Gula Melaka Affogato terdiri dari es krim vanilla, saus gula Jawa, parutan kelapa, dan espresso. Menu ini menggabungkan es kopi yang sedang trend dengan affogato. Rasanya juga hampir mirip ditambah dengan parutan kelapa yang menambah tekstur pada affogato tersebut. Di samping itu, Gula Melaka Affogato disajikan dengan sepotong pretzel cookie.

Sea Salt Caramel Affogato memakai saus caramel dan taburan sea salt di atasnya. Paduan rasa manis, asin, dan juga pahit—dari espresso, menciptakan sensasi yang menarik di indra perasa. Rasa asin dari sea salt juga meringankan rasa manis dari saus caramel dan es krim vanilla.

Berbeda dengan dua menu di atas, Bittersweet menggabungkan es krim vanilla dan espresso sebagai komponen utama affogato dan dark chocolate brownies. William memberi nama Bittersweet karena rasa pahit espresso disatukan dengan rasa manis dari es krim dan dark chocolate brownies. Rasanya pun juga sama seperti namanya, pahit dan manis. Menu ini sangat cocok menjadi makanan penutup ataupun cemilan.

Selain menu affogato, Oetara Coffee juga menyediakan berbagai menu makanan utama seperti nasi goreng yang dibuat dengan tambahan butterfly pea, lalu ada waffle dan juga pasta. Salah satu menu waffle yang menjadi menu favorit adalah Cookie Monster Waffle. Berdasarkan namanya, waffle ini menggabungkan elemen chocolate chips dari chocolate chips cookie—makanan favorit cookie monster dari serial TV terkenal Sesame Street.

Cookie Monster Waffledisajikan dengan 1 scoop vanilla ice cream, madu, buah berry (strawberry dan blueberry), dan juga mini chocolate chips warna-warni.
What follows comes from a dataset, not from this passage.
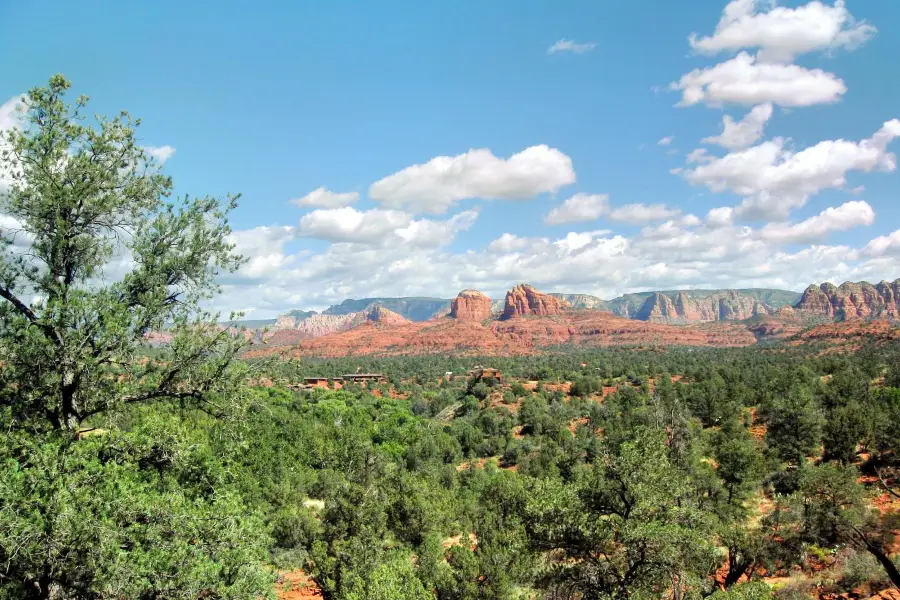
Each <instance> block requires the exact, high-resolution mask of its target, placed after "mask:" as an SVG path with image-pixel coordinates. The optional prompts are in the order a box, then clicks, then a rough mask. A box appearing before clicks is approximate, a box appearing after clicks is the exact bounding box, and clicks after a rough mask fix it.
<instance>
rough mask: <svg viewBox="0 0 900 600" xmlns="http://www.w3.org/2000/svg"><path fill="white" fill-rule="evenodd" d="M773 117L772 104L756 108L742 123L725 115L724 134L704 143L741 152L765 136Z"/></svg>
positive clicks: (724, 117)
mask: <svg viewBox="0 0 900 600" xmlns="http://www.w3.org/2000/svg"><path fill="white" fill-rule="evenodd" d="M771 117H772V104H771V103H769V102H767V103H765V104H760V105H759V106H754V107H753V110H751V111H750V112H749V113H747V114H746V115H745V116H744V118H743V119H741V120H740V121H735V120H734V119H732V118H731V117H729V116H728V115H725V117H724V118H723V119H722V133H721V134H719V135H716V136H712V137H708V138H704V139H703V142H704V143H707V144H716V145H718V146H722V147H723V148H728V149H729V150H739V149H741V148H746V147H747V146H752V145H753V144H755V143H756V142H757V141H758V140H759V139H760V138H761V137H762V136H763V129H764V128H765V126H766V122H767V121H768V120H769V119H770V118H771ZM695 152H696V151H695ZM688 158H690V156H689V157H688ZM695 158H698V157H695Z"/></svg>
Wafflenya sendiri memilki tekstur yang lembut di dalam dan garing pada permukaannya, aromanya pun sangat harum seperti chocolate chip cookie.

Lalu ada coffee based drink yang cukup unik yang ditawarkan oleh Oetara Coffee, yaitu Earl GreyLatte dan Jasmine iBlack. Jasmine iBlack merupakan salah satu karya dari barista di Oetara Coffee. Gabungan teh jasmine, apple juice, dan coffee memberikan rasa segar dan unik di lidah. Dan untuk Earl Grey Latte, seperti namanya merupakan gabungan dari teh earl grey dan kopi. Barista Oetara Coffee juga membuatkan latte art yang menarik di atas minuman tersebut.
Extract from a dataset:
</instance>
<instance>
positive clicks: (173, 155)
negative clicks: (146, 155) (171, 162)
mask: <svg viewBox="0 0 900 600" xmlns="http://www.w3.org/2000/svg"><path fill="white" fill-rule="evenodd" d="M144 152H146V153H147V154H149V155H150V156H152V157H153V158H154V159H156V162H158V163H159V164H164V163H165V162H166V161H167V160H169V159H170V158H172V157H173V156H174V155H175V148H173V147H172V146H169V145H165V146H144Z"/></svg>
Cara Mengembangkan Sebuah Coffee Shop

Dengan pengalamannya dalam bisinis Food & Beverage, William membagikan beberapa saran dalam mengembangkan dan memulai usaha coffee shop. Pertama, sebuah coffee shop tidak harus didesain yang berlebihan agar terlihat “instagramable”.

Meskipun ada pula beberapa coffee shop yang memiliki konsep seperti itu, yang terpenting adalah kenyamanan pelanggan. Jika pelanggan sudah nyaman, desain seperti apapun akan tetap membuat mereka kembali lagi.
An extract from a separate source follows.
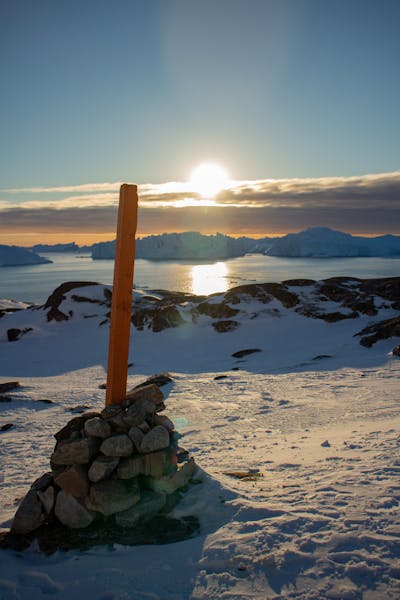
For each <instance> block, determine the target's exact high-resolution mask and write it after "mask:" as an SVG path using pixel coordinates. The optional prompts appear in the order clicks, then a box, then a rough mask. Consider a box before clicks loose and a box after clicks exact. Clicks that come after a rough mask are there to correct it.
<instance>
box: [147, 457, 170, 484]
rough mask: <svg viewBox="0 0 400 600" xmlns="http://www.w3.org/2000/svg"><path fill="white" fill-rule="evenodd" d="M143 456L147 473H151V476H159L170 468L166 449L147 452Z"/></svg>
mask: <svg viewBox="0 0 400 600" xmlns="http://www.w3.org/2000/svg"><path fill="white" fill-rule="evenodd" d="M143 458H144V474H145V475H151V477H156V478H159V477H162V476H163V475H165V474H166V473H167V471H168V470H169V468H170V465H169V464H168V459H167V453H166V451H165V450H161V451H160V452H151V453H150V454H145V455H144V456H143Z"/></svg>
Kedua, lokasi memang memiliki pengaruh yang cukup kuat dalam mendatangkan konsumen ke sebuah coffee shop. Parkiran yang luas dan lokasi yang mudah ditemukan menjadi salah satu pertimbangan dalam membuka usaha coffee shop. Namun, jika kita bisa memberikan sesuatu yang unik atau berbeda dari tempat lainnya, pengunjung akan mencari meskipun lokasinya terpencil.

Ketiga, makanan dan minuman dengan plating yang baik dapat menarik pengunjung. Cara plating yang bagus bisa menambah daya tarik dari coffee shop. Namun, rasa dari makanan dan minuman itu juga harus dijaga. Meskipun tidak memiliki latar belakang di bidang F&B, William belajar dan mencari ide untuk menciptakan menu-menu yang dapat menarik pengunjung. Ia pun bereksperimen berkali-kali untuk mendapatkan menu makanan dan minuman yang tepat, hingga pada akhirnya ia dapat menciptakan makanan dan minuman yang inovatif seperti affogato dengan berbagai topping, nasi goreng dengan butterfly pea, dan lain sebagainya.